No longer ignored, the recently impressive rallies among China exchange traded funds are, finally, getting some much-deserved attention.

That means a lot of eyeballs are turning to the iShares China Large-Cap ETF (NYSEArca: FXI). With $5.3 billion in assets under management, FXI is the largest China ETF. It is also the most heavily traded and home to the most robust options market of any China ETF. [Ignored Rally for China ETFs]

FXI also has some well-documented flaws that make the ETF overrated in the eyes of some.

“FXI’s flaws make up a double whammy. First, while it’s the largest China ETF, with $5.3 billion in assets, it’s also the narrowest. It tracks 25 stocks, and has a disproportionate 55 percent allocation to the financial sector,” reports Eric Balchunas for Bloomberg.

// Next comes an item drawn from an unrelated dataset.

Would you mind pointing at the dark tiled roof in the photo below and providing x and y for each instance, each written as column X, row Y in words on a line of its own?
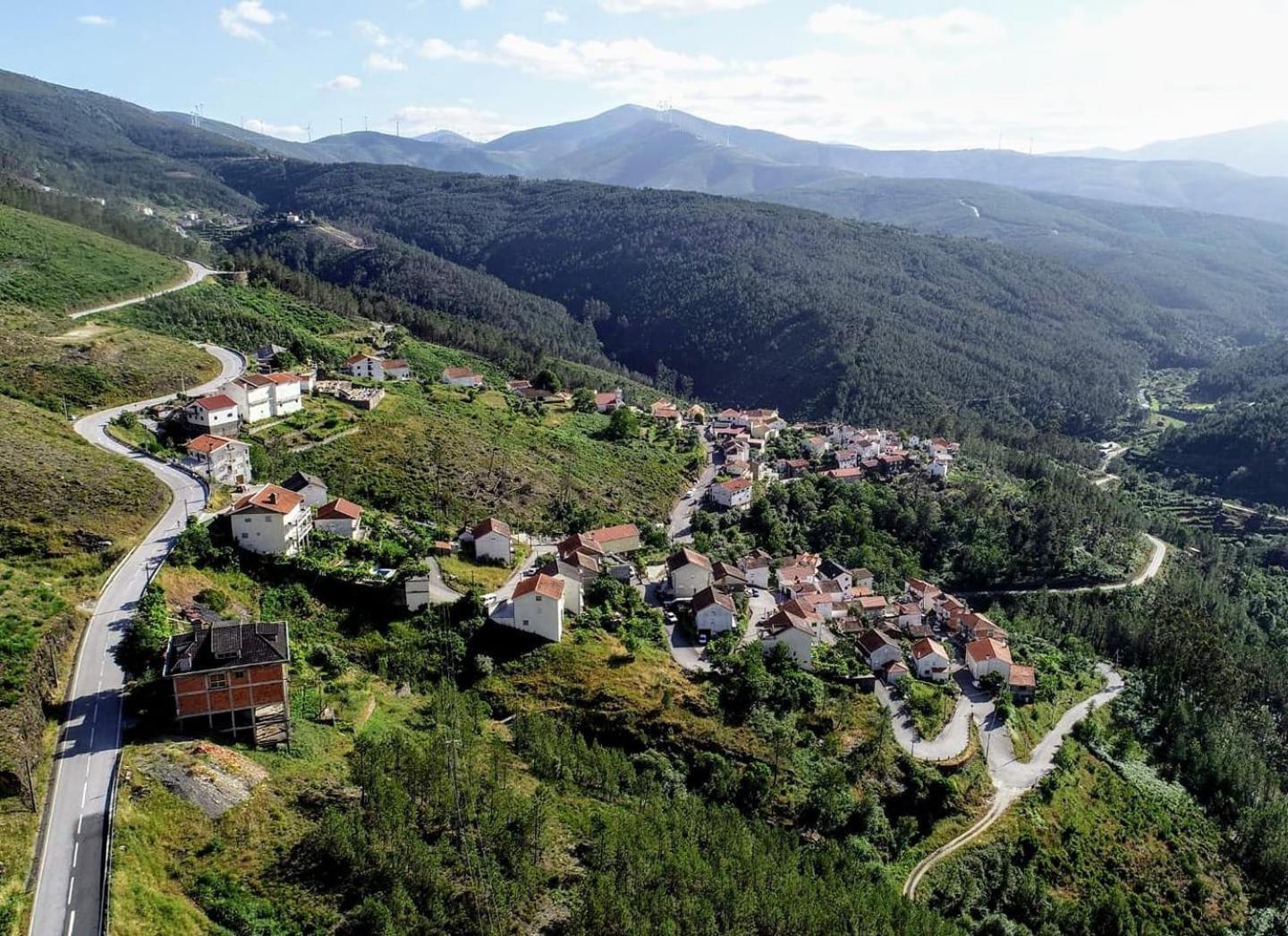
column 227, row 645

In fairness, FXI has surged 23.4% since March 20, when it and some rival China ETFs showed signs of bottoming. That is an undeniably impressive performance. What also cannot be denied is that long-term investors have been disappointed by FXI.

Over the three years ending Aug. 1, FXI is up just 3.6%, according to ETF Replay data. That is less than half the return posted by the iShares MSCI China ETF (NYSEArca: MCHI) and less than a third of the performance by the SPDR S&P China ETF (NYSEArca: GXC) over the same period. [A Resurgent China ETF]

Perhaps that is not a coincidence when considering MCHI and GXC hold 142 an 283 stocks, respectively. MCHI charges 0.62% per year while GXC charges 0.59%, both below the 0.74% annual fee on FXI.